We watched about 15 people go through a door to our side. Their badges indicated they were employees and the brown bags or lunch boxes, in addition the the time, indicated it was their lunch break. The line didn't seem to slow. In fact, it kept getting shorter while we sat. I would have thought that lunchtime was a time when more people would file in. Hmmm. 

One person of note was an Air Force captain. Steve managed to get up long enough to go over and chat with him briefly, including his usual "Thanks for your service." His uniform gave extra meaning to "cargo pants", pockets running the full length of his trousers. The thing that really stood out in the line wasn't the size, the speed of movement, or the attire, uniform or not. (Except for one woman with verrrrry interesting leggings with fishnet cutouts. I checked, and yes, Steve definitely noticed those too!) What stood out was what they weren't wearing, other than maybe 10%of them. Masks.

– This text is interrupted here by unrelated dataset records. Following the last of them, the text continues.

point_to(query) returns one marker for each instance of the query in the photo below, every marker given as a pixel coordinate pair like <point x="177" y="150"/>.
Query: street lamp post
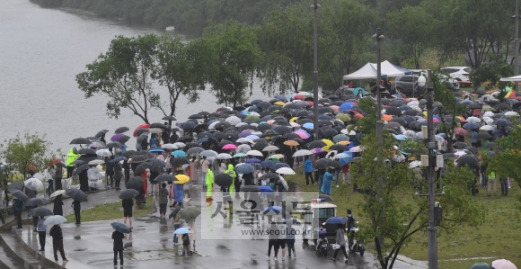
<point x="315" y="6"/>
<point x="379" y="122"/>
<point x="431" y="146"/>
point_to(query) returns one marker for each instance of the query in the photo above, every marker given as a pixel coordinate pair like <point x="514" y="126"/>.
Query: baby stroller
<point x="322" y="246"/>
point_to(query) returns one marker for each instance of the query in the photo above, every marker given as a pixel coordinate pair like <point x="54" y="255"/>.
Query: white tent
<point x="514" y="78"/>
<point x="368" y="71"/>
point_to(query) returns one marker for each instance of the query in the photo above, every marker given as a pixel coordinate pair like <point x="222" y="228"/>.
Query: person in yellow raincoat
<point x="209" y="183"/>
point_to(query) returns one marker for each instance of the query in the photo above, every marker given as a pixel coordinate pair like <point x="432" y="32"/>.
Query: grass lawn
<point x="498" y="237"/>
<point x="111" y="211"/>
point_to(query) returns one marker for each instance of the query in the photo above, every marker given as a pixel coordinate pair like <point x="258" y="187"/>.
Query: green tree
<point x="123" y="74"/>
<point x="395" y="213"/>
<point x="22" y="154"/>
<point x="233" y="58"/>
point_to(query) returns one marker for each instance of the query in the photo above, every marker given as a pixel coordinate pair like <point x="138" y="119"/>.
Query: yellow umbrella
<point x="328" y="142"/>
<point x="291" y="143"/>
<point x="181" y="179"/>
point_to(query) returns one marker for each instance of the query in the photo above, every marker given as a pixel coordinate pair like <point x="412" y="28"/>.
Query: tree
<point x="123" y="73"/>
<point x="176" y="71"/>
<point x="24" y="154"/>
<point x="233" y="58"/>
<point x="395" y="213"/>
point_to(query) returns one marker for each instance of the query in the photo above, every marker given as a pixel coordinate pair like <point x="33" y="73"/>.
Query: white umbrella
<point x="254" y="153"/>
<point x="34" y="184"/>
<point x="224" y="156"/>
<point x="53" y="220"/>
<point x="302" y="153"/>
<point x="285" y="171"/>
<point x="56" y="193"/>
<point x="169" y="146"/>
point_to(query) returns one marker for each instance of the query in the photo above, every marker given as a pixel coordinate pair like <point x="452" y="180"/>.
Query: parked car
<point x="408" y="85"/>
<point x="459" y="73"/>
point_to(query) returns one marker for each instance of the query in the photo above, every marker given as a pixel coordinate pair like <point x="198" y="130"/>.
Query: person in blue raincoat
<point x="326" y="181"/>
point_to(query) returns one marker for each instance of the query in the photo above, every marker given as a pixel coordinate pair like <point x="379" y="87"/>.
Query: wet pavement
<point x="89" y="245"/>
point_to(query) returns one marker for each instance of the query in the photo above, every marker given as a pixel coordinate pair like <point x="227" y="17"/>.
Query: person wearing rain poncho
<point x="209" y="183"/>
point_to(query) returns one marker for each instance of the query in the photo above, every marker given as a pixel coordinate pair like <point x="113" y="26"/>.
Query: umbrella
<point x="244" y="168"/>
<point x="128" y="194"/>
<point x="76" y="195"/>
<point x="179" y="153"/>
<point x="503" y="264"/>
<point x="19" y="195"/>
<point x="223" y="180"/>
<point x="179" y="161"/>
<point x="182" y="230"/>
<point x="135" y="182"/>
<point x="224" y="156"/>
<point x="56" y="193"/>
<point x="336" y="220"/>
<point x="208" y="153"/>
<point x="121" y="130"/>
<point x="54" y="220"/>
<point x="36" y="201"/>
<point x="79" y="140"/>
<point x="190" y="213"/>
<point x="120" y="227"/>
<point x="285" y="171"/>
<point x="40" y="212"/>
<point x="265" y="189"/>
<point x="165" y="178"/>
<point x="34" y="184"/>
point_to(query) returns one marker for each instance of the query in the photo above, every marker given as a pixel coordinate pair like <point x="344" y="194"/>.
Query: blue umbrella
<point x="244" y="168"/>
<point x="121" y="227"/>
<point x="182" y="230"/>
<point x="265" y="189"/>
<point x="336" y="220"/>
<point x="179" y="153"/>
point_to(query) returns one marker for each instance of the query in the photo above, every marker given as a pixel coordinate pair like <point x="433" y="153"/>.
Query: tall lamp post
<point x="379" y="122"/>
<point x="315" y="6"/>
<point x="431" y="147"/>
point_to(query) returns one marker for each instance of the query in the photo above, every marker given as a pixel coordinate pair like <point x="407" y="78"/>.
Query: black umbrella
<point x="121" y="130"/>
<point x="76" y="195"/>
<point x="80" y="169"/>
<point x="135" y="182"/>
<point x="128" y="194"/>
<point x="79" y="141"/>
<point x="20" y="195"/>
<point x="178" y="161"/>
<point x="40" y="212"/>
<point x="36" y="201"/>
<point x="223" y="180"/>
<point x="165" y="178"/>
<point x="120" y="227"/>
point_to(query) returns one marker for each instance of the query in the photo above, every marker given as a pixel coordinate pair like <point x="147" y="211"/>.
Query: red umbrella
<point x="141" y="126"/>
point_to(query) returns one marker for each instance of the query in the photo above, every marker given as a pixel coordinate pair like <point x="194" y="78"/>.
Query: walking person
<point x="163" y="200"/>
<point x="118" y="236"/>
<point x="340" y="240"/>
<point x="42" y="232"/>
<point x="76" y="205"/>
<point x="127" y="205"/>
<point x="58" y="205"/>
<point x="57" y="242"/>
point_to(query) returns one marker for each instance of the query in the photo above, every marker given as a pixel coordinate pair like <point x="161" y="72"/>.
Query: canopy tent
<point x="513" y="79"/>
<point x="369" y="70"/>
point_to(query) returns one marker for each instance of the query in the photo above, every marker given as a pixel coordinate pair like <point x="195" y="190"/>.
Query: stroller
<point x="322" y="246"/>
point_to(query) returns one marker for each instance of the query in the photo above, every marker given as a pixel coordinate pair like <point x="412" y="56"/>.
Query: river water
<point x="41" y="51"/>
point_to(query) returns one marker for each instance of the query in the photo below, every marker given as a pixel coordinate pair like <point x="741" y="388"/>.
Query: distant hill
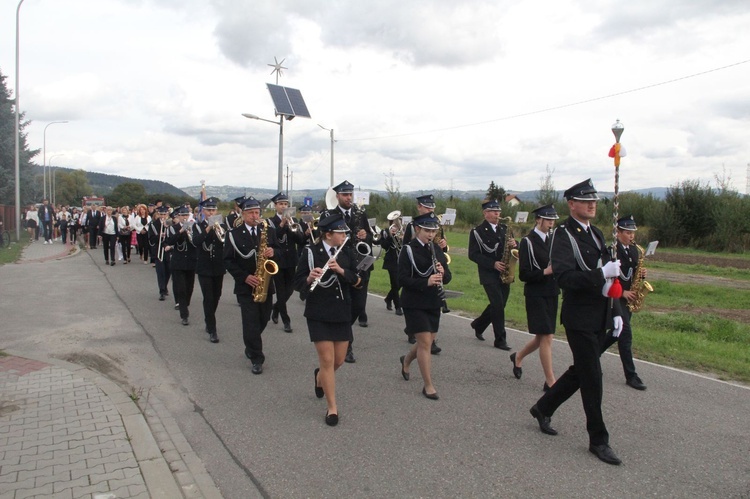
<point x="103" y="183"/>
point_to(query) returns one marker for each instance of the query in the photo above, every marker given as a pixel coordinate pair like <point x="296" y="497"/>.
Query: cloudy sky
<point x="444" y="94"/>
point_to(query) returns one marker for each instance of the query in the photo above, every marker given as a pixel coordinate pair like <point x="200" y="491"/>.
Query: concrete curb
<point x="157" y="473"/>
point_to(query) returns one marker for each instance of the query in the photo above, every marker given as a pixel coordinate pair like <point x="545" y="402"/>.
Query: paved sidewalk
<point x="69" y="432"/>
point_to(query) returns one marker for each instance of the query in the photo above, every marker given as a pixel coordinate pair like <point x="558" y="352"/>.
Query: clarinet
<point x="441" y="291"/>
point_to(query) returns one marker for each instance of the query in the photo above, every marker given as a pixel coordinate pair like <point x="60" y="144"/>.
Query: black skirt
<point x="420" y="320"/>
<point x="329" y="331"/>
<point x="541" y="314"/>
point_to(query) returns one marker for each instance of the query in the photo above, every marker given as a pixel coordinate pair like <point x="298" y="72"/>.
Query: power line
<point x="547" y="109"/>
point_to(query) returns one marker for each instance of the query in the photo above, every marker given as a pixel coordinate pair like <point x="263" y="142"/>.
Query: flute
<point x="325" y="267"/>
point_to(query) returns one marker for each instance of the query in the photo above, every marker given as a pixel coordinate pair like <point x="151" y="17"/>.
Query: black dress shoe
<point x="332" y="419"/>
<point x="434" y="349"/>
<point x="502" y="345"/>
<point x="350" y="357"/>
<point x="517" y="371"/>
<point x="431" y="396"/>
<point x="635" y="382"/>
<point x="544" y="421"/>
<point x="318" y="389"/>
<point x="605" y="453"/>
<point x="403" y="373"/>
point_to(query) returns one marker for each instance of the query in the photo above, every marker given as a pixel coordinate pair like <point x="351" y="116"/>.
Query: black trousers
<point x="283" y="281"/>
<point x="585" y="374"/>
<point x="494" y="313"/>
<point x="183" y="282"/>
<point x="108" y="244"/>
<point x="93" y="232"/>
<point x="211" y="286"/>
<point x="393" y="295"/>
<point x="359" y="301"/>
<point x="624" y="342"/>
<point x="255" y="317"/>
<point x="163" y="273"/>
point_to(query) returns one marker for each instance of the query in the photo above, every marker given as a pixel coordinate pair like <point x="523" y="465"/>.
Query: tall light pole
<point x="53" y="180"/>
<point x="280" y="183"/>
<point x="44" y="157"/>
<point x="332" y="141"/>
<point x="18" y="134"/>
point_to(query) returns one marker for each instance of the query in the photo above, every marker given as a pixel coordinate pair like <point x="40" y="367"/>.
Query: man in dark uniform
<point x="184" y="257"/>
<point x="426" y="204"/>
<point x="628" y="256"/>
<point x="210" y="265"/>
<point x="157" y="234"/>
<point x="487" y="245"/>
<point x="582" y="268"/>
<point x="356" y="218"/>
<point x="289" y="239"/>
<point x="240" y="259"/>
<point x="234" y="218"/>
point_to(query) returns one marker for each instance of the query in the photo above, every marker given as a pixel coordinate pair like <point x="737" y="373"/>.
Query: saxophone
<point x="264" y="268"/>
<point x="510" y="255"/>
<point x="639" y="286"/>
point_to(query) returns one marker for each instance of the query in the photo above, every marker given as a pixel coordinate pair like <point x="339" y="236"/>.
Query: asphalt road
<point x="685" y="436"/>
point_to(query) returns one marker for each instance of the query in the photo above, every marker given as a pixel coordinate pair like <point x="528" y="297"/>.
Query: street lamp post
<point x="280" y="183"/>
<point x="332" y="141"/>
<point x="53" y="180"/>
<point x="18" y="134"/>
<point x="44" y="158"/>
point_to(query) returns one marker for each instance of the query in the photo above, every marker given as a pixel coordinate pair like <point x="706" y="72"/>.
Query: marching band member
<point x="422" y="270"/>
<point x="486" y="247"/>
<point x="355" y="218"/>
<point x="240" y="260"/>
<point x="157" y="233"/>
<point x="210" y="264"/>
<point x="391" y="240"/>
<point x="541" y="292"/>
<point x="425" y="204"/>
<point x="628" y="255"/>
<point x="184" y="259"/>
<point x="332" y="267"/>
<point x="581" y="266"/>
<point x="286" y="258"/>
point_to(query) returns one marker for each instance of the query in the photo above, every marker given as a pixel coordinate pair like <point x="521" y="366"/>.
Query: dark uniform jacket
<point x="210" y="250"/>
<point x="332" y="303"/>
<point x="240" y="256"/>
<point x="415" y="292"/>
<point x="484" y="259"/>
<point x="583" y="306"/>
<point x="184" y="253"/>
<point x="288" y="240"/>
<point x="533" y="258"/>
<point x="628" y="263"/>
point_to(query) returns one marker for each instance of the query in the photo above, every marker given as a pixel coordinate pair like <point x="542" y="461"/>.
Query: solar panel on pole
<point x="288" y="101"/>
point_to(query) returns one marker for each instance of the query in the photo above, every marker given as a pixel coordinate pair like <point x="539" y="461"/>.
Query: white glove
<point x="611" y="269"/>
<point x="618" y="326"/>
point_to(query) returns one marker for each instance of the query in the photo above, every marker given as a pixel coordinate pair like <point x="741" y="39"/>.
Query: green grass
<point x="13" y="253"/>
<point x="685" y="336"/>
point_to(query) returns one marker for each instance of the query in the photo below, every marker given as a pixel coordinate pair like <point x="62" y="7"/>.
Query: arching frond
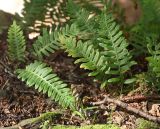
<point x="45" y="45"/>
<point x="16" y="43"/>
<point x="41" y="77"/>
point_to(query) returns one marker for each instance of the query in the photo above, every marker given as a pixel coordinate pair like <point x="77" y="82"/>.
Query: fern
<point x="154" y="59"/>
<point x="114" y="47"/>
<point x="39" y="75"/>
<point x="16" y="43"/>
<point x="44" y="45"/>
<point x="89" y="57"/>
<point x="148" y="25"/>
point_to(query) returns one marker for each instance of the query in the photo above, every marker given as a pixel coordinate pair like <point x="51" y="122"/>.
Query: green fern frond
<point x="89" y="57"/>
<point x="16" y="43"/>
<point x="45" y="45"/>
<point x="154" y="59"/>
<point x="114" y="48"/>
<point x="41" y="77"/>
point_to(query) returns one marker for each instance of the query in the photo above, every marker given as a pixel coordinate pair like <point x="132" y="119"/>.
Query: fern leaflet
<point x="16" y="43"/>
<point x="44" y="45"/>
<point x="39" y="75"/>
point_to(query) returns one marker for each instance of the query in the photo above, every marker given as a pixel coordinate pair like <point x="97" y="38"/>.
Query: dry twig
<point x="128" y="108"/>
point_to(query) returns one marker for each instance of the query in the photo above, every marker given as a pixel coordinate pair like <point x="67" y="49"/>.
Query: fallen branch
<point x="128" y="108"/>
<point x="139" y="98"/>
<point x="26" y="122"/>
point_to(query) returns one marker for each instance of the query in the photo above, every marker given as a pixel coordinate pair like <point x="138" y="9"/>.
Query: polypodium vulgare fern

I was wearing one, Steve was wearing one, about a fifth of the employees were wearing one. A casual glance would seem to indicate the pandemic was over.  That, or as previously noted, this was AZ. We had to take our masks off twice. Once was to demonstrate our vision by reading a card of random letters. The noise level was high, and the employee was working with reading our lips as much as hearing what we were saying. The second time was for our horrible pictures.

I do mean horrible! Steve's eyes were wide open with large black irises. Note: his eyes are hazel. We joked afterwards that he looked like a serial killer or maybe was on something. I thought mine would be better than the last time since my face was thinner. Some of the 30 pounds lost since the last lie for my weight had to come from the face, and I'd even checked in the mirror before heading out the door to verify it looked better. When they gave me the photocopy with my mug shot on it, I didn't recognize myself! My face was shorter and wider that it's ever been in my life! That didn't stop it from showing all kids of wrinkles, with the end result making me look line a 75-yer-old man!  Yes, a man! Even Steve agreed. On the drive home we speculated that distortion would prevent any facial recognition software from picking me out. Much of that - at least as far as I can follow how it works on TV - is features in relation to other features, and if I'm stretched sideways, who knows? Maybe I better hang on to the old license, just in case?

But we got everything done that needed to be, our old placard and licenses haven't expired yet so we can wait patiently for the new ones in the mail, and have the photocopies for any possible questions. Well other than is that really me? And is Steve a serial killer? (I've seen him kill off a bowl of cereal in short order, particularly Cheerios. Does that count?)

Speaking of waiting for things patiently to arrive in the mail, remember that concealed carry permit I was supposed to receive around Christmas time? Maybe New Years since they're kinda slow these days. It's still not here. A couple weeks ago I even called Shooter's World to find out what I needed to do to check on it or perhaps re-file the paperwork or whatever. The fairly brusk answer was just wait. Still. I must have been bothering them with my single question. The class is taught, the money paid, so Yawn. Bye. Click.

I'll definitely hang onto the paperwork from today.